From Borealis to ATOM: Inside RBC's AI Research Engine
Research turns ideas into useful AI and real products. Invest early, pair ML with domain experts, and keep the loop tight between labs and production.

Research Is The Engine Behind Useful AI
Breakthroughs don't appear from thin air. They come from years of curiosity, testing, and the drive to build what didn't exist yesterday. Artificial intelligence is changing how industries operate-healthcare, supply chains, finance-because persistent research turns promising ideas into working systems.
For scientists and research leaders, the message is simple: the institutions that invest in rigorous inquiry set the pace. Everyone else plays catch-up.
Canada's Quiet Advantage
Canada helped pioneer modern AI and continues to cultivate a strong research ecosystem. World-class labs, academic partnerships, and a steady pipeline of trained talent have accelerated responsible development and real adoption across industries. That foundation matters when you want research to move from papers to production.

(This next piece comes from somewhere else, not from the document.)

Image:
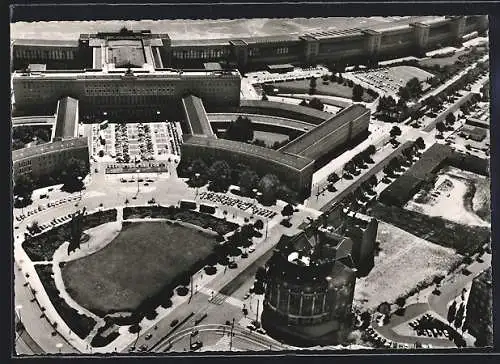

Why Images And Language Lead-And Why Your Domain Still Matters
Most advances start in images and language. Deep learning first proved itself in image recognition; transformer models like GPT broke through in natural language. These areas get attention because they touch daily life and offer abundant data.
But translating those methods into domains such as audio, medical imaging, weather, or finance is a different challenge. It requires people who know the math and the subject. Specialized datasets, constraints, and safety requirements demand applied research-not copy-paste engineering.
How A Bank Turned Research Into Capabilities
Royal Bank of Canada built research capacity early. In 2016, it launched the Borealis Research Institute, hiring PhDs, academics, AI scientists, programmers, and machine learning engineers to work on high-impact problems including fraud detection, risk management, and anti-money laundering.
Results followed: more than 1,000 patents filed (about 20 percent in AI) and over 125 scientific publications. That work feeds real products and services for 17 million clients.
One example is ATOM, a proprietary foundation model for financial services with deep financial expertise that can generalize across banking tasks. RBC also partners closely with universities and runs in-house programs, such as Let's Solve It!, to give students from diverse disciplines hands-on exposure to AI development.
A Practical Playbook For Science And Research Leaders
- Form domain-bridging teams: pair ML researchers with subject-matter experts so methods transfer cleanly from images/language to your data.
- Treat data like an R&D asset: establish quality standards, documentation, privacy, and clear access paths for experimentation.
- Prototype with foundation models, then adapt: start with pre-trained baselines and fine-tune for your constraints and metrics.
- Measure what matters: track time-to-insight, false-positive/negative rates, risk reduction, and operational lift-not vanity scores.
- Publish and protect: contribute to the scientific community while securing patents where appropriate.
- Build talent pipelines: sponsor student challenges, internships, and cross-disciplinary programs that grow critical thinking, not just tooling.
Responsible AI Is A Requirement, Not An Option
Adapting research to sensitive domains demands guardrails. Use clear governance, model risk management, and human oversight for high-stakes decisions. If you need a reference framework, review the NIST AI Risk Management Framework for practical controls and evaluation practices.
The Upside For Careers In Science And Research
Organizations that back research attract people who want to push boundaries and solve complex problems. Even outside academia, teams trained in critical thinking can question assumptions, run smarter experiments, and turn ideas into reliable systems.
If you're leveling up your skills in machine learning, applied modeling, or data-centric methods, structured curricula can help you move faster from theory to practice. Explore focused programs here: AI courses by skill.
Bottom Line
AI is a high-leverage tool, but research is what makes it safe, useful, and scalable. Back the scientists, build the pipelines, and keep the loop tight between labs and production. That's how you create durable advantage-and meaningful results.